Analysis: Federal Lands Orders Will “Have A Major Impact On Wyoming,” Western States
President Biden’s executive order suspending oil and gas leasing on federal lands and waters and delaying permitting decisions for existing leases would have “a major impact” on Western states. According to new analysis commissioned by the Wyoming state government, a permanent federal leasing ban or moratorium on federal permitting would decrease energy production in the West, leading to higher energy prices, reduced employment and state revenues, and increased emissions.
As the University of Wyoming’s Enhanced Oil Recovery Institute report explains:
“This EO can have a major impact on Wyoming and other western states where a significant portion of oil and gas development and production comes from federal lands.”
Here are some of the key takeaways:
Sharp Drop in Western Energy Production and Investment
Among the most immediate effects of a permanent federal leasing or permitting moratorium would be decreased drilling and production. This would be seen relatively quickly in terms of drilling levels, which are predicted to drop by as much as 35 percent by 2030 (some 1,500-1,600 wells). For each well that is not drilled, states will lose out on revenues from permitting, sales taxes and other development expenses.

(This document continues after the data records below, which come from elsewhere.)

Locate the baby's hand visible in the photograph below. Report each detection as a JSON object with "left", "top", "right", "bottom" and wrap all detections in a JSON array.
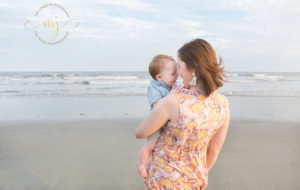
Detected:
[
  {"left": 170, "top": 84, "right": 184, "bottom": 94},
  {"left": 136, "top": 162, "right": 148, "bottom": 178}
]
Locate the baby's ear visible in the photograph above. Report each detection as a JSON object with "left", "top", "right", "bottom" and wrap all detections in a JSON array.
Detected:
[{"left": 156, "top": 74, "right": 162, "bottom": 80}]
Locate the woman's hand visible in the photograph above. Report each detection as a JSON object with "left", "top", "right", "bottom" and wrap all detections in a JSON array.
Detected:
[{"left": 170, "top": 84, "right": 184, "bottom": 94}]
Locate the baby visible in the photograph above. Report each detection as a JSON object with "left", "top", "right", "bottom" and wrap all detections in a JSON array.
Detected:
[{"left": 137, "top": 54, "right": 178, "bottom": 178}]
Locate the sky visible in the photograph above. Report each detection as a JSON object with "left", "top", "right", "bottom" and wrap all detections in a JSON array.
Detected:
[{"left": 0, "top": 0, "right": 299, "bottom": 72}]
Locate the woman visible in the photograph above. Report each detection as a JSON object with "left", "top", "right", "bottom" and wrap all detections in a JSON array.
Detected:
[{"left": 135, "top": 39, "right": 230, "bottom": 190}]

These lost revenues add up:
“Reduction in oil and gas drilling on federal lands would result in a $14 billion per year decrease in expenditures associated with drilling activity by 2030 in the six western states.” (emphasis added)

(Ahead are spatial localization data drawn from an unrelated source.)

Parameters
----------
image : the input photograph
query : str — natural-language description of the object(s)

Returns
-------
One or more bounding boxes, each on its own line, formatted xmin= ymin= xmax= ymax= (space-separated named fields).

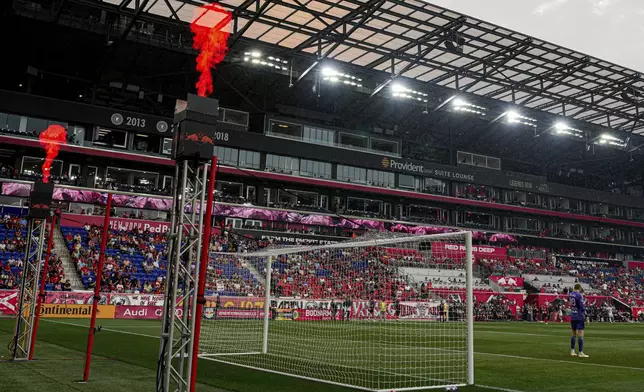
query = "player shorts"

In Wyoming, drilling would decrease 28 percent by 2030, and 43 percent by 2050. This would be only part of a broader decrease in American production. The report predicted that:
“Without an increase in oil and/or gas prices, U.S. oil and gas production would decrease by 21 percent to 34 percent by 2030.”
All told, state revenues in the six states studied would decrease by more than $6 billion per year by 2030, effects that would be felt immediately under a federal leasing ban and more gradually under a permitting freeze.
Though a federal leasing ban would have severe negative impacts on American energy production, it would do little to reduce the country’s use of fossil fuels and in fact could increase overall emissions:
“Reducing domestic supplies, without reducing demand, would not reduce US emissions. In fact, negligible change or even an increase are likely to occur because oil and gas production on federal lands have relatively low GHG emissions compared to other sources likely to replace decreased production on federal lands.”
This is because American domestic production has lower associated emissions production than Saudi Arabia, Canada, Mexico, and Russia—the countries that made up 67 percent of 2019 American energy imports. If domestic production was reduced, energy imports from these countries would increase with noticeable negative impacts on emissions:
“If the supplies forgone from federal leases are supplemented from other sources in the U.S., the impact on GHG emissions is likely to be negligible. However, the most likely sources of supplemental imported oil impose a larger wells-to-wheels impact on GHG emissions compared to that foregone from the federal ban.”
GHG emissions from oil production are predicted to increase by the equivalent of 15 to 110 million metric tons of CO2 annually, depending on the country from which the oil was imported.
Previous studies have shown that banning fracking on federal lands would hurt western states’ economies, and this analysis further shows the lasting harm the president’s executive orders would have on Wyoming and other states in the west if the federal leasing ban continues long-term: lower taxes, lost jobs, and increased global emissions.